Décidément, l’autocar longue distance longtemps considéré comme le parent pauvre du transport de voyageurs et réservé aux jeunes désargentés, a le vent en poupe. Si jusquà présent, les lignes régulières internationales par autocar étaient surtout associées à la marque Eurolines, la perspective de libéralisation du marché agite la concurrence.
C’est le groupe britannique Stagecoach, via sa filiale low cost Megabus, qui a ouvert les hostilités en avril 2012 avec ses premières lignes internationales par autocar entre Londres, Paris et Amsterdam (lire l'article à ce sujet).

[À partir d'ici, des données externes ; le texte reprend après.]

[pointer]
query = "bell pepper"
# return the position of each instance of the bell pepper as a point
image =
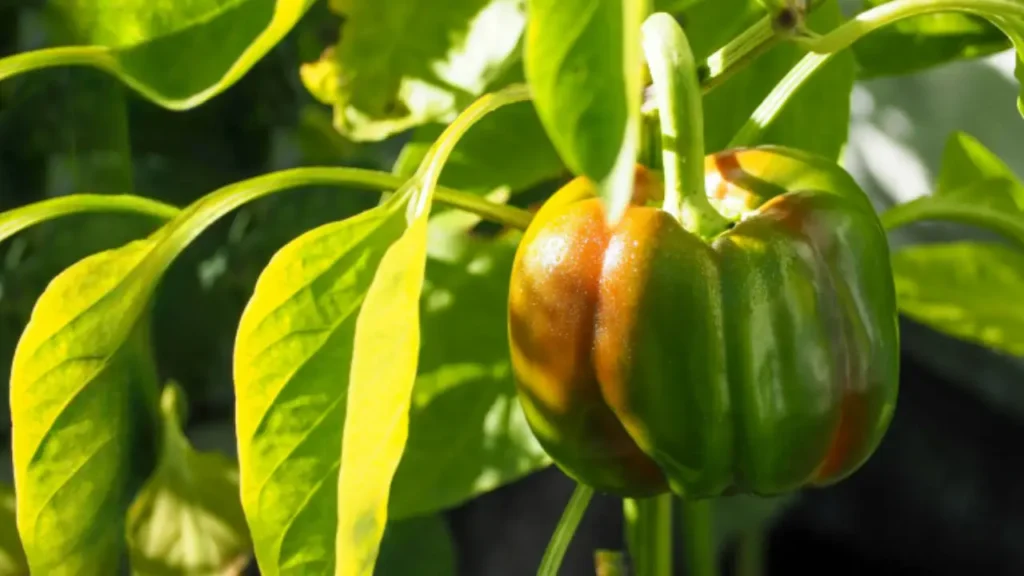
(760, 360)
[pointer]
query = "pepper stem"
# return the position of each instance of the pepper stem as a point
(699, 551)
(648, 534)
(677, 91)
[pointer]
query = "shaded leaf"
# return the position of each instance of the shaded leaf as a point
(816, 119)
(12, 561)
(914, 44)
(177, 54)
(414, 64)
(417, 545)
(187, 518)
(965, 289)
(584, 66)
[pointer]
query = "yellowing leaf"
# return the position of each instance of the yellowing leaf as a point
(292, 362)
(178, 54)
(386, 351)
(83, 389)
(12, 561)
(83, 404)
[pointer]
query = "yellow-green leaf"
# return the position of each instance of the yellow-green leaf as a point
(384, 362)
(292, 357)
(83, 403)
(177, 54)
(82, 376)
(12, 561)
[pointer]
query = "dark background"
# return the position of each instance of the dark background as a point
(944, 494)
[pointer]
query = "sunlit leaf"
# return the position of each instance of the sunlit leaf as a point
(468, 433)
(292, 355)
(12, 561)
(967, 290)
(299, 328)
(385, 355)
(416, 63)
(816, 118)
(83, 406)
(83, 389)
(187, 518)
(178, 54)
(584, 66)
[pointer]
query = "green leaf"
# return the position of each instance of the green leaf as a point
(966, 161)
(176, 54)
(416, 63)
(12, 561)
(83, 403)
(914, 44)
(187, 518)
(816, 119)
(417, 545)
(468, 434)
(1014, 29)
(297, 331)
(83, 384)
(13, 221)
(385, 353)
(508, 148)
(292, 355)
(974, 188)
(965, 289)
(583, 63)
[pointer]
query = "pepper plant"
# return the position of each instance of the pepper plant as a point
(707, 306)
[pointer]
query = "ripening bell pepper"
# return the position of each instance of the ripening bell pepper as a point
(761, 360)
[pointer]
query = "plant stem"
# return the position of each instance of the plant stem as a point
(17, 219)
(648, 532)
(673, 71)
(725, 62)
(437, 156)
(565, 530)
(742, 49)
(884, 14)
(775, 101)
(699, 551)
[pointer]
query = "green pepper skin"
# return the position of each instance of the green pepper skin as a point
(760, 361)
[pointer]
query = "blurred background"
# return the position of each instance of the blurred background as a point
(943, 495)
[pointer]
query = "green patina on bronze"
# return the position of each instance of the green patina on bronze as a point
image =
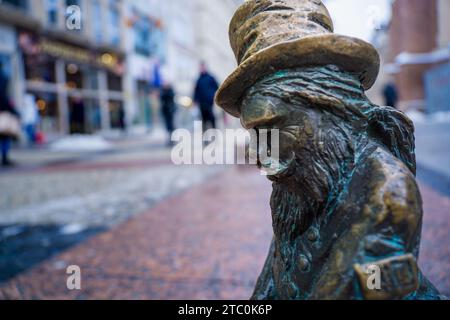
(345, 196)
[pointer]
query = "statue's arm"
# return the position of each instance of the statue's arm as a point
(386, 235)
(265, 287)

Même s’il ne communique pas de bilan chiffré deux mois après son lancement, le transporteur d'outre-Manche se dit plutôt satisfait des premiers résultats.

Mais les hostilités démarrent vraiment le 4 juillet avec d'une part, un poids lourd du rail qui s'invite sur la route, la SNCF. La compagnie ferroviaire peaufine son offre depuis plusieurs mois dans le plus grand des secrets. Et d'autre part, un poids léger "Réunir", réseau de PME autocarites qui lance le 6 juillet une première ligne quotidienne entre Lyon et Turin via Chambéry.
Elle sera sera exploitée par les Courriers Rhodaniens. Cette nouvelle offre routière baptisée "Starshipper" est un "concept novateur de lignes internationales à haut niveau de service". Son ambition, "être une alternative à la voiture avec des tarifs et des temps de parcours compétitifs et de favoriser une nouvelle mobilité pour tous", explique le groupement Réunir.
Bref, tout le monde se rode à l'international pour être fin prêt lorsque que le marché des lignes routières intérieures sera ouvert à la concurrence. Le projet de loi de Thierry Mariani, l'ancien ministre des Transports, adopté en conseil des ministres en mars 2012, attend une prochaine session parlementaire.